To be effective, a waiver must be in a writing signed by the waiving party. The
failure of any party to enforce any provision of this Agreement will not
constitute a waiver of that party’s rights to subsequently enforce the provision.

15.7 Force Majeure.


Portal and its Affiliates will not be liable for any losses, damages, or costs you
suffer, or delays in Portal or its Affiliates’ performance or non-performance, to
the extent caused by a Force Majeure Event.

15.8 Assignment.
You may not assign or transfer any obligation or benefit under this Agreement
without Portal’s consent. Any attempt to assign or transfer in violation of the
previous sentence will be void in each instance. If you wish to assign this
Agreement, please contact us. Portal may, without your consent, freely assign
and transfer this Agreement, including any of its rights or obligations under this
Agreement. This Agreement will be binding on, inure to the benefit of, and be
enforceable by the parties and their permitted assigns.

15.9 Export Control.


You must not use or otherwise export, re-export or transfer the Portal
Technology except as authorised by United States law and the laws of the
jurisdiction(s) in which the Portal Technology was distributed and obtained,
including by providing access to Portal Technology (a) to any individual or
entity ordinarily resident in a High-Risk Jurisdiction; or (b) to any High-Risk
Person.

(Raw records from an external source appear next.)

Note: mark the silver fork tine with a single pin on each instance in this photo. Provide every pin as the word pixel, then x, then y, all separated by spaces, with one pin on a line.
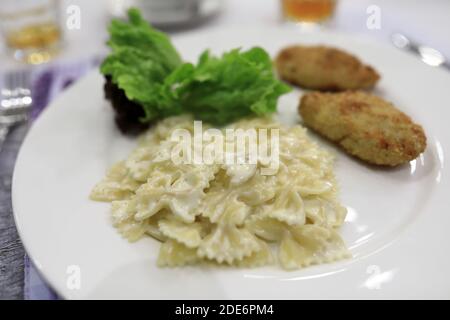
pixel 19 102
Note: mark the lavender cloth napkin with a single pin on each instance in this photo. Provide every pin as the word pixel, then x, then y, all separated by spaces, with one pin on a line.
pixel 47 83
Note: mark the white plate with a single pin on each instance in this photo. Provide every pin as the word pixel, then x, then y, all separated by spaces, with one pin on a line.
pixel 397 226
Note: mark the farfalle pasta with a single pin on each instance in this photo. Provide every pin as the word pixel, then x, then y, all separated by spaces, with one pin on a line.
pixel 228 214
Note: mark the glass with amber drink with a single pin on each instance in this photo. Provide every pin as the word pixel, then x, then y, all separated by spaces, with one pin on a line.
pixel 308 11
pixel 31 29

By using the Portal Technology, you represent as of the Effective Date
and warrant during the Term that you are not (x) located in or organised under
the laws of any High-Risk Jurisdiction; (y) a High-Risk Person; or (z) owned
50% or more, or controlled, by individuals and entities (i) located in or, as
applicable, organised under the laws of any High-Risk Jurisdiction; or (ii) any of
whom or which is a High-Risk Person. You must not use the Portal Technology
for any purposes prohibited by Law, including the development, design,
manufacture or production of missiles, nuclear, chemical or biological weapons.

15.10 No Agency.
Each party, and each Financial Partner, is an independent contractor. Nothing in
this Agreement serves to establish a partnership, joint venture, or general agency
relationship between Portal and you, or with any Financial Partner. If this
Agreement expressly establishes an agency relationship between you as principal
and Portal or its Affiliate as agent, the agency conferred, including your rights as
principal and Portal’s or its Affiliate’s obligations as agent, is limited strictly to
the stated appointment and purpose and implies no duty to you, or Portal or its
Affiliate, and will in no event establish an agency relationship for tax purposes.

15.11 Severability.
If any court or Governmental Authority determines a provision of this
Agreement is unenforceable, the parties intend that this Agreement be enforced
as if the unenforceable provision were not present, and that any partially valid
and enforceable provision be enforced to the extent that it is enforceable.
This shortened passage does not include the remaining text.